Brannman: There has been progress and we recognized it. I think it is important to start educating people about the data. It is our responsibility to educate people about the things that really ought to be looked at. We need to hold ourselves accountable for meeting those standards. You get what you expect. As long as we all recognize we are willing to be out there and have those quality indicators be how we are judged; I think you are going to see some changes.
Abdou: We are on the right track. We are looking in the right directions. It will take more than gimmicks and thinking and hope to change the image. You’ve got to do it and you’ve got to do it for a while and consistently, then people are going to come and say, “Yeah, you know what? The image has changed.”
Will Nevada ever have an academic medical center?
Brannman: We have a great system of education. We have to pull together the wealth of resources we have at UNLV and the University of Nevada School of Medicine and capitalize on that. We had this movement trying to get some sort of truly academic medical center.
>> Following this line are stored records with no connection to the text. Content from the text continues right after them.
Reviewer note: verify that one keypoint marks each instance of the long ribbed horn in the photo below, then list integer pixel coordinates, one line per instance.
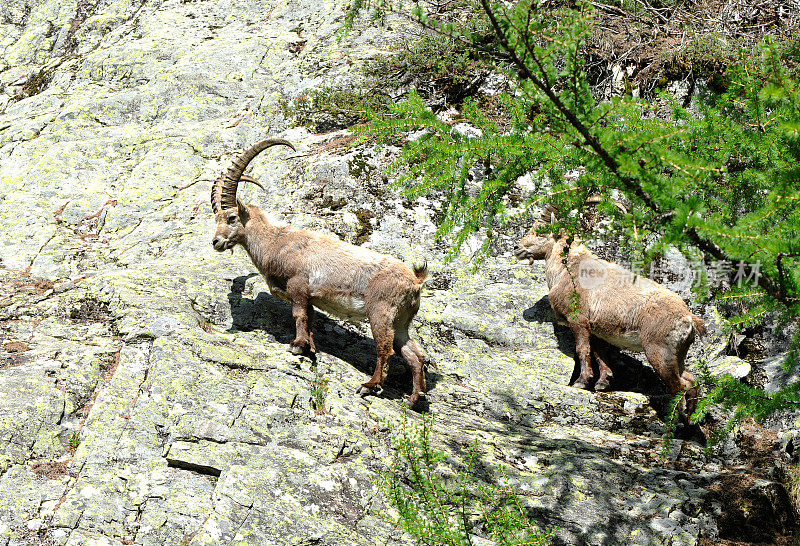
(223, 192)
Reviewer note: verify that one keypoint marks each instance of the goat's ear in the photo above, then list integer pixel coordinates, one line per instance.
(243, 215)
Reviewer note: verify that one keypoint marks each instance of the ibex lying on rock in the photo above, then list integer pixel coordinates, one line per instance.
(310, 269)
(596, 297)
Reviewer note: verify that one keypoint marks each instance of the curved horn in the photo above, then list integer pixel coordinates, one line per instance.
(223, 192)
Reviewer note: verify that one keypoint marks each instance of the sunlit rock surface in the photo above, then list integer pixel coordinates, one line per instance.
(164, 363)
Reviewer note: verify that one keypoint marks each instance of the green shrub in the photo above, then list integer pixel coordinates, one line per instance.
(441, 505)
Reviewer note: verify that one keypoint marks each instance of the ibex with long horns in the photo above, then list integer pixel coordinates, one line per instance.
(310, 269)
(596, 297)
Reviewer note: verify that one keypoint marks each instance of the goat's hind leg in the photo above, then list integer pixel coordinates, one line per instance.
(303, 312)
(380, 322)
(416, 359)
(583, 349)
(602, 351)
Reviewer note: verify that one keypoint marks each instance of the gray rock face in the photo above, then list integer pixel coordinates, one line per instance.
(146, 395)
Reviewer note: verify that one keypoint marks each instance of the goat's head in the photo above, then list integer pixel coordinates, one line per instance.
(231, 214)
(535, 246)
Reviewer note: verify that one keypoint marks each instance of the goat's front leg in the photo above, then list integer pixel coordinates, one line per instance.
(303, 312)
(584, 350)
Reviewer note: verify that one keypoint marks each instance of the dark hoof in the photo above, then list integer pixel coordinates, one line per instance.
(366, 389)
(414, 400)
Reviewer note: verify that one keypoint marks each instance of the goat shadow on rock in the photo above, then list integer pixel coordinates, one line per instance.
(274, 317)
(630, 374)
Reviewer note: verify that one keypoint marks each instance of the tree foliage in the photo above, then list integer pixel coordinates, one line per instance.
(718, 179)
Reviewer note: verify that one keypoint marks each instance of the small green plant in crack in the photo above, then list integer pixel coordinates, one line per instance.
(437, 504)
(330, 108)
(319, 391)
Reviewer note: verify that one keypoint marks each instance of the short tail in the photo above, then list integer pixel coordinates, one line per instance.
(421, 272)
(699, 325)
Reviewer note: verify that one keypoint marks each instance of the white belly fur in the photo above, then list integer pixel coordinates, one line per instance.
(350, 308)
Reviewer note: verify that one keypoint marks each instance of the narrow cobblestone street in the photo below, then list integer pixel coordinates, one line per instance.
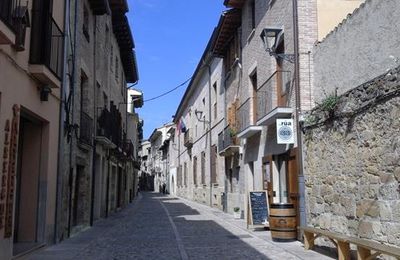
(160, 227)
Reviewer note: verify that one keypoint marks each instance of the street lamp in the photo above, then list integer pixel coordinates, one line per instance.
(271, 38)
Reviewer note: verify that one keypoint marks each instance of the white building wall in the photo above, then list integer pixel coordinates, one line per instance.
(361, 48)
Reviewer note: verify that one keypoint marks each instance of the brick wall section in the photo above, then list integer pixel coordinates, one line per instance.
(308, 34)
(352, 163)
(360, 48)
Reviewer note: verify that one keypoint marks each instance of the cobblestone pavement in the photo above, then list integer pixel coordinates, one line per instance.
(161, 227)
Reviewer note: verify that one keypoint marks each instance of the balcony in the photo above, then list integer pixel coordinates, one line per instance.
(46, 54)
(109, 128)
(246, 119)
(272, 98)
(228, 143)
(7, 30)
(86, 129)
(187, 139)
(128, 148)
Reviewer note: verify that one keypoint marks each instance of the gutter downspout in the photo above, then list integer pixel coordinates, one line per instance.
(71, 168)
(126, 132)
(93, 184)
(298, 111)
(61, 124)
(209, 126)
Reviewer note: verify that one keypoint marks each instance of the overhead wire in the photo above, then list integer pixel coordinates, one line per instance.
(169, 91)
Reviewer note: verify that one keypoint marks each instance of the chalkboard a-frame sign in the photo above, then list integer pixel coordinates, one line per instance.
(258, 209)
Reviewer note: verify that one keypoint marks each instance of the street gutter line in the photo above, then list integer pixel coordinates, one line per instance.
(178, 238)
(210, 213)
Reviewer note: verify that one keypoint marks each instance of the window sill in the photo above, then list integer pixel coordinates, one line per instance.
(251, 35)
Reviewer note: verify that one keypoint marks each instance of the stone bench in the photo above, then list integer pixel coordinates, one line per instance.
(342, 243)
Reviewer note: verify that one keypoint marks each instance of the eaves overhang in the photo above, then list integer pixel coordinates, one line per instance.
(205, 60)
(228, 24)
(234, 3)
(100, 7)
(123, 34)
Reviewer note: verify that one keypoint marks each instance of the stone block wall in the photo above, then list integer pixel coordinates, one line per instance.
(352, 162)
(363, 46)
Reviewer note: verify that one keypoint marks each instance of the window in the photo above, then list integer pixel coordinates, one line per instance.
(215, 102)
(112, 58)
(232, 53)
(253, 14)
(214, 164)
(195, 170)
(185, 174)
(180, 176)
(280, 185)
(85, 25)
(253, 81)
(203, 168)
(107, 36)
(105, 100)
(116, 69)
(84, 93)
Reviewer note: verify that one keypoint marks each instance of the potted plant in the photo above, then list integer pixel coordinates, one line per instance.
(236, 212)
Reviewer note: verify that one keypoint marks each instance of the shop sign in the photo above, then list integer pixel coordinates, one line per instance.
(284, 131)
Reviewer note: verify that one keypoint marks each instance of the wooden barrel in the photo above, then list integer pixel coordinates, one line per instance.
(282, 222)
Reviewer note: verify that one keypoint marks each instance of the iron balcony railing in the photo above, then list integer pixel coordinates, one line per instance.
(227, 138)
(86, 129)
(187, 139)
(46, 43)
(270, 94)
(109, 125)
(128, 148)
(7, 8)
(245, 114)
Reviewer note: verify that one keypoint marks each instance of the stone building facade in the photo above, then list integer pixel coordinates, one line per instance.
(199, 119)
(352, 162)
(353, 46)
(351, 145)
(257, 88)
(98, 174)
(158, 158)
(31, 73)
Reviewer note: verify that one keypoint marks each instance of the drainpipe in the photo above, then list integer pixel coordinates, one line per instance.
(108, 181)
(298, 111)
(209, 126)
(61, 125)
(93, 184)
(72, 93)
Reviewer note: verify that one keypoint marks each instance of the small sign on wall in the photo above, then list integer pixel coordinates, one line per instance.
(284, 131)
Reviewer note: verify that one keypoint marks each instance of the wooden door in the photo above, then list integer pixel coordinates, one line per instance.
(293, 189)
(280, 87)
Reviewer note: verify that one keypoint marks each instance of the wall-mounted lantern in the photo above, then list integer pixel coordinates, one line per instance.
(271, 38)
(45, 90)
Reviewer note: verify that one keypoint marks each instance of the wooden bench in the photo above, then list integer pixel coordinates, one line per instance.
(342, 243)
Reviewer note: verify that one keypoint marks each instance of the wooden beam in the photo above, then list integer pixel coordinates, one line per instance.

Not just a big hospital where there is teaching going on but where you have research and other scholarly activity so that we have people publishing. That raises the bar in the community because then the standard of care is not just good enough that the patient gets out of here and we didn’t end up in litigation. I think it’s moving that way.
Abdou: I fully agree with you. It is time to build the system, it needs to be a system. It needs to be integrated, coordinated. The County needs to get out of the business of running a hospital. The School of Medicine should coordinate with the community and cooperate and become a true teaching hospital. It’s time for us to invest in the community and into a full-time teaching staff.
Brannman: We need to reach out and overcome some of the fear in the community that somehow the medical school is going to come in and sweep up everybody’s business. It needs to be collaborated. We need to create a system that takes advantage of the strengths of the medical community we already have and incorporate them as partners. Some of it will be full-time academic people. We have a lot of talent out there in the community, let’s bring them into the discussion and help them work with so we grow great physicians and nurses that want to stay here in the community.
Baron: That is underscored by little things that have already happened in the last few years. The Cleveland Clinic venture with Lou Ruvo has been successful so far and I think they are doing the right thing. They are adding things to the community rather than finding a niche and competing against people. They brought in people from the medical school initially. They are doing it the right way.